He was so reasonable, so sure of me, so grateful for what I was doing, that I could scarcely refrain from seizing his pretty red body in my hands and caressing him as I do my pet pigeons whom I often wake from their sleep.
When he got near Virginia he climbed into a tree with a satisfied “Tsip!” and I left him.
He was an exquisite night singer; indeed, one of his names is the American nightingale, and one summer I had to request him to descend to the basement to sleep, as his loud night-singing disturbed a delicate neighbor. He was a very mischievous bird, and one day when I was carrying a hammer and nails about the aviary, he espied a match in the box, and darting down, flew off with it for his nest. I pursued him for a long time before I could persuade him to drop the dangerous plaything.
It is a great delight to me to reflect that these lovely cardinals can no longer be bought in the birdstores. How any one can enjoy the sight of this bright red bird, with his wild, free spirit hopping to and fro in the narrow confines of a cage, is as much of a mystery to me as the wearing of his dull and lifeless skin in a hat. We must educate our children into the conviction that a dead bird is as grotesque an ornament as a dead mouse or a dead frog.
CHAPTER XXIV
SPARROWS AND SWALLOWS
Poor little brown immigrants, how many enemies and how few friends they have, and yet what have they done to deserve so hard a fate? Merely following out the biblical instruction to multiply and increase—they always remind me of true Anglo-Saxon stock. They protect the family, they fight all strangers and, “Colonize, colonize,” is their motto.
I have had quite an extensive acquaintance with the English sparrow, both in town and in the country, and I think that this bad boy of the air has a worse name than he deserves. Undoubtedly he is bad; so are all boys, and all birds, and all men and women. We want supervision, correction, restriction—but the sparrow has good points.
Sparrow mothers lead all birds in mothering, as far as my observation goes. Again and again I have put a baby sparrow on the roof. He is a stranger picked up in the street. I do not know what nest he comes from, he does not know, no one knows. He is like the poor dog in the express car on a certain railway that ate up his tag. No one knew what place he was bound for.

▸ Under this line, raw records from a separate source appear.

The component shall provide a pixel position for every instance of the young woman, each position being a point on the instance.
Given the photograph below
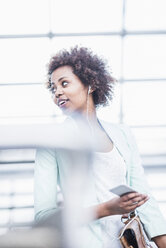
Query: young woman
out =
(80, 82)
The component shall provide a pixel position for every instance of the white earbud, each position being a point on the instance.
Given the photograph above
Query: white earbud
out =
(89, 89)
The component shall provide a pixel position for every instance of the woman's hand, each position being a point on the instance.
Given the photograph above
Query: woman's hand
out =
(121, 205)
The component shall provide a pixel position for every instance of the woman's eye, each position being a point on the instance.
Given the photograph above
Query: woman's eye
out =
(64, 83)
(52, 89)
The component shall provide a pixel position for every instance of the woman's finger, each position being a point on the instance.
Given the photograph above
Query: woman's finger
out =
(137, 200)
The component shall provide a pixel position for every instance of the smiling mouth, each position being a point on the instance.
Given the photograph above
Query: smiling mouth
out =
(62, 103)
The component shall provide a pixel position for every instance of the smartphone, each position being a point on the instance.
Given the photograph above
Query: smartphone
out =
(122, 190)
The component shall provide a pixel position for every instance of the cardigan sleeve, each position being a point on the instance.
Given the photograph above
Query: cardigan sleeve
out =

Well, the instant the lost sparrow opens his little beak and gives a cry of distress, three or four mother sparrows come flying toward him with their beaks full of food. They don’t wait to see whose baby he is, as some human mothers would wait. He is a baby, and he is hungry, and they are going to feed him, and they do it until he flutters from the roof, and I have to pick him up and take care of him myself. If I put him in a cage and set him back on the roof, the street sparrows will try all day long to feed him through the bars. Yes, indeed, a mother sparrow is the best mother bird I know.